Schmidt Lukas, Werner Stephan, Kemmer Thomas, Niebler Stefan, Kristen Marco, Ayadi Lilia, Johe Patrick, Marchand Virginie, Schirmeister Tanja, Motorin Yuri, Hildebrandt Andreas, Schmidt Bertil, Helm Mark
Institute of Pharmacy and Biochemistry, Johannes Gutenberg-University, Mainz, Germany.
Institute of Computer Science, Scientific Computing and Bioinformatics, Johannes Gutenberg-University, Mainz, Germany.
Front Genet. 2019 Sep 25;10:876. doi: 10.3389/fgene.2019.00876. eCollection 2019.
Modification mapping from cDNA data has become a tremendously important approach in epitranscriptomics. So-called reverse transcription signatures in cDNA contain information on the position and nature of their causative RNA modifications. Data mining of, e.g. Illumina-based high-throughput sequencing data, is therefore fast growing in importance, and the field is still lacking effective tools. Here we present a versatile user-friendly graphical workflow system for modification calling based on machine learning. The workflow commences with a principal module for trimming, mapping, and postprocessing. The latter includes a quantification of mismatch and arrest rates with single-nucleotide resolution across the mapped transcriptome. Further downstream modules include tools for visualization, machine learning, and modification calling. From the machine-learning module, quality assessment parameters are provided to gauge the suitability of the initial dataset for effective machine learning and modification calling. This output is useful to improve the experimental parameters for library preparation and sequencing. In summary, the automation of the bioinformatics workflow allows a faster turnaround of the optimization cycles in modification calling.
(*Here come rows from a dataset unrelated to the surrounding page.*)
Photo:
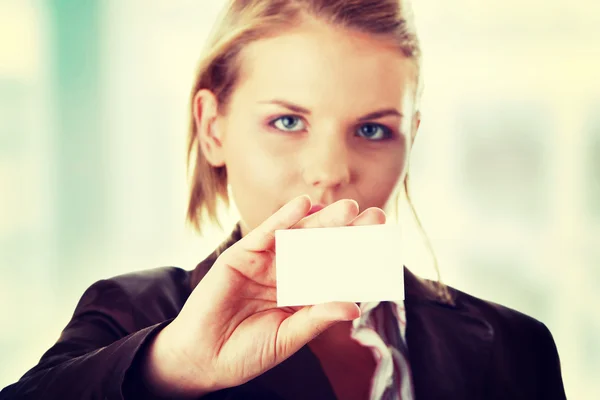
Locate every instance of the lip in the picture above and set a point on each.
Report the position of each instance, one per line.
(315, 208)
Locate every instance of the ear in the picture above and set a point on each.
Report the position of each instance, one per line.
(416, 122)
(206, 117)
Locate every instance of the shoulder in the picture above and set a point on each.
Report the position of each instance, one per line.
(145, 297)
(502, 318)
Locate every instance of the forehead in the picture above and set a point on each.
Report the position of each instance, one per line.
(315, 64)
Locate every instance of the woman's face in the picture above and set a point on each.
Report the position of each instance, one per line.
(318, 111)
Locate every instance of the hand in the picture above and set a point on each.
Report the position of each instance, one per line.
(230, 329)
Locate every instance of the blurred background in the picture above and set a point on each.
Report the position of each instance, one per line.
(506, 168)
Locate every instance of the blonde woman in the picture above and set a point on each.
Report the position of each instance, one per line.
(307, 111)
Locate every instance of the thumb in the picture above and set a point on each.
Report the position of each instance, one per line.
(308, 323)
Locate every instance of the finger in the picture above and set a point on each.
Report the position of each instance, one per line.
(263, 237)
(370, 216)
(340, 213)
(309, 322)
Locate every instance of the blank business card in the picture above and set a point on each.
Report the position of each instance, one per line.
(357, 264)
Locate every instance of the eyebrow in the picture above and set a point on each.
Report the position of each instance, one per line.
(301, 110)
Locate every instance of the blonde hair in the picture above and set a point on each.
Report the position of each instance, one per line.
(245, 21)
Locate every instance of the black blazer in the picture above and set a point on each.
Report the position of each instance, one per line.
(472, 350)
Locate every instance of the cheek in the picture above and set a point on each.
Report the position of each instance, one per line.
(380, 177)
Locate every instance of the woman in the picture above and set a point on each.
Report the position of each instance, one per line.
(295, 98)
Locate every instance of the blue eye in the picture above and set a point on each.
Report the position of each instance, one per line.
(288, 123)
(374, 132)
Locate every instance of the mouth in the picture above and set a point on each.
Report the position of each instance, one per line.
(315, 208)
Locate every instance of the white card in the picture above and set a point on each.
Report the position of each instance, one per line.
(357, 264)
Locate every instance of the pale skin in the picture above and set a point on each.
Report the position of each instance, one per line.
(320, 115)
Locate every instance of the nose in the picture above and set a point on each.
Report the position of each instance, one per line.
(327, 164)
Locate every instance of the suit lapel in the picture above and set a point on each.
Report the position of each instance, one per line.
(449, 345)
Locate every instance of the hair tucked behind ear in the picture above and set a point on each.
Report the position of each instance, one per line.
(245, 21)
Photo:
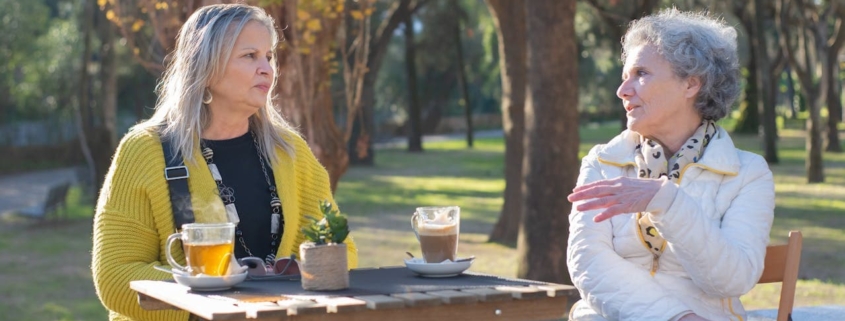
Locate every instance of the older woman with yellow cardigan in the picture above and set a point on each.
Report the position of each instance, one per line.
(243, 158)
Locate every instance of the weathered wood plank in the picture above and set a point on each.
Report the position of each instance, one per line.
(489, 295)
(522, 292)
(180, 297)
(418, 299)
(148, 303)
(511, 310)
(556, 290)
(300, 307)
(455, 297)
(380, 302)
(343, 304)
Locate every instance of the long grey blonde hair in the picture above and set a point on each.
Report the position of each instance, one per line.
(203, 47)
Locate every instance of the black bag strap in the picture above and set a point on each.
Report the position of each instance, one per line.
(176, 174)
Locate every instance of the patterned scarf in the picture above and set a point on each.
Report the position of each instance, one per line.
(652, 163)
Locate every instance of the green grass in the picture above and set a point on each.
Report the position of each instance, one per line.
(45, 273)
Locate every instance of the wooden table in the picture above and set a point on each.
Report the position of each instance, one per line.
(391, 293)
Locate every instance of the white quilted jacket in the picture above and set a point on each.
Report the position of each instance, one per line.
(716, 223)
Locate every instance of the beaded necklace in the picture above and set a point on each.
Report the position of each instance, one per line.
(227, 194)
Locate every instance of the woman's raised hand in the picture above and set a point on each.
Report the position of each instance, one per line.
(617, 196)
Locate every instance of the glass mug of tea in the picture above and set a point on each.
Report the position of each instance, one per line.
(208, 248)
(437, 229)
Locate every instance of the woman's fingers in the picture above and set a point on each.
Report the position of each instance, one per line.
(611, 212)
(589, 192)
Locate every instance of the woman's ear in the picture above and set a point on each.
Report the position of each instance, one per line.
(693, 86)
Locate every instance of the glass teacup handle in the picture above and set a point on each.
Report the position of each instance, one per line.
(255, 265)
(169, 255)
(414, 224)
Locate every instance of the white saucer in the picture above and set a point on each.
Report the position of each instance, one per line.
(209, 283)
(436, 270)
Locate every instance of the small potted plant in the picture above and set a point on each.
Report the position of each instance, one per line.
(323, 255)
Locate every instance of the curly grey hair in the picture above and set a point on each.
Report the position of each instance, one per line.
(696, 45)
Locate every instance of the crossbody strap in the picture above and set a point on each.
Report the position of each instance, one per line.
(176, 174)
从cDNA数据进行修饰映射已成为表观转录组学中一项极其重要的方法。cDNA中所谓的逆转录特征包含有关其致病RNA修饰的位置和性质的信息。因此,例如基于Illumina的高通量测序数据的数据挖掘在重要性方面迅速增长,而该领域仍缺乏有效的工具。在此,我们提出了一种基于机器学习的通用且用户友好的图形化工作流程系统,用于修饰识别。该工作流程始于一个用于修剪、映射和后处理的主要模块。后者包括以单核苷酸分辨率对映射转录组中的错配率和停滞率进行量化。更下游的模块包括用于可视化、机器学习和修饰识别的工具。从机器学习模块中,提供质量评估参数以评估初始数据集对于有效机器学习和修饰识别的适用性。此输出有助于改进文库制备和测序的实验参数。总之,生物信息学工作流程的自动化使得修饰识别中的优化周期周转更快。